Let $a$ be the acceleration of the system up the incline. We apply Newton's second law to the entire system of total mass $M = m_A + m_B$. The forces acting along the incline are the gravitational force from block B ($m_B g$), the parallel component of gravity on block A ($m_A g \sin\theta$), and the friction force $f$ on block A. The normal force on A is $N = m_A g \cos\theta$.

[Q1] If the system is initially at rest, it remains at rest if the net force from gravity is less than or equal to the maximum static friction force, $f_{s,max} = \mu_s N$. The condition for static equilibrium is:

$$|m_B g - m_A g \sin\theta| \le \mu_s m_A g \cos\theta$$

If this condition holds, the static friction force balances the other forces, and the acceleration is zero.
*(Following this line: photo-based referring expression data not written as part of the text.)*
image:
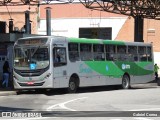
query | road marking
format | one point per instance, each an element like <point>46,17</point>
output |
<point>62,105</point>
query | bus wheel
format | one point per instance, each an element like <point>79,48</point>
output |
<point>72,88</point>
<point>125,82</point>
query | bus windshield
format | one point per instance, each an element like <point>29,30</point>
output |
<point>30,58</point>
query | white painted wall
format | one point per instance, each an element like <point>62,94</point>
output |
<point>70,27</point>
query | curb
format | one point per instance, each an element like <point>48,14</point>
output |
<point>6,93</point>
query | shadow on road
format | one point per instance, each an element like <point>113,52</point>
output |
<point>50,92</point>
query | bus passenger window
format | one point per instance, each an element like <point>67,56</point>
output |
<point>59,56</point>
<point>73,52</point>
<point>132,53</point>
<point>121,53</point>
<point>149,53</point>
<point>98,52</point>
<point>85,52</point>
<point>110,52</point>
<point>142,53</point>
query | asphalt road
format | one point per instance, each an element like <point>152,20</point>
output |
<point>107,103</point>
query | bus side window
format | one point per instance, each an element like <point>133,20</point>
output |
<point>59,56</point>
<point>85,52</point>
<point>149,53</point>
<point>121,53</point>
<point>98,52</point>
<point>132,53</point>
<point>110,52</point>
<point>73,52</point>
<point>142,53</point>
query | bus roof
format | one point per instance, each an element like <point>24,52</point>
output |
<point>100,41</point>
<point>94,41</point>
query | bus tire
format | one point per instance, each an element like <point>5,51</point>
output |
<point>125,82</point>
<point>73,85</point>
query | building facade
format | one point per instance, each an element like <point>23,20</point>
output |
<point>74,20</point>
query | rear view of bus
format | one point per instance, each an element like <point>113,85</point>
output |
<point>31,62</point>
[Q2] If A is moving up the incline, kinetic friction $f_k = \mu_k N = \mu_k m_A g \cos\theta$ acts down the incline, opposing motion. The net force equation for the system is:

$$F_{net} = m_B g - m_A g \sin\theta - f_k = (m_A + m_B)a$$

Solving for acceleration $a$:

$$a = \frac{g(m_B - m_A \sin\theta - \mu_k m_A \cos\theta)}{m_A + m_B}$$

[Q3] If A is moving down the incline, kinetic friction $f_k$ acts up the incline, opposing motion. The net force equation is:

$$F_{net} = m_B g - m_A g \sin\theta + f_k = (m_A + m_B)a$$

Solving for acceleration $a$:

$$a = \frac{g(m_B - m_A \sin\theta + \mu_k m_A \cos\theta)}{m_A + m_B}$$

The acceleration vector is $\vec{a} = a \hat{i}$.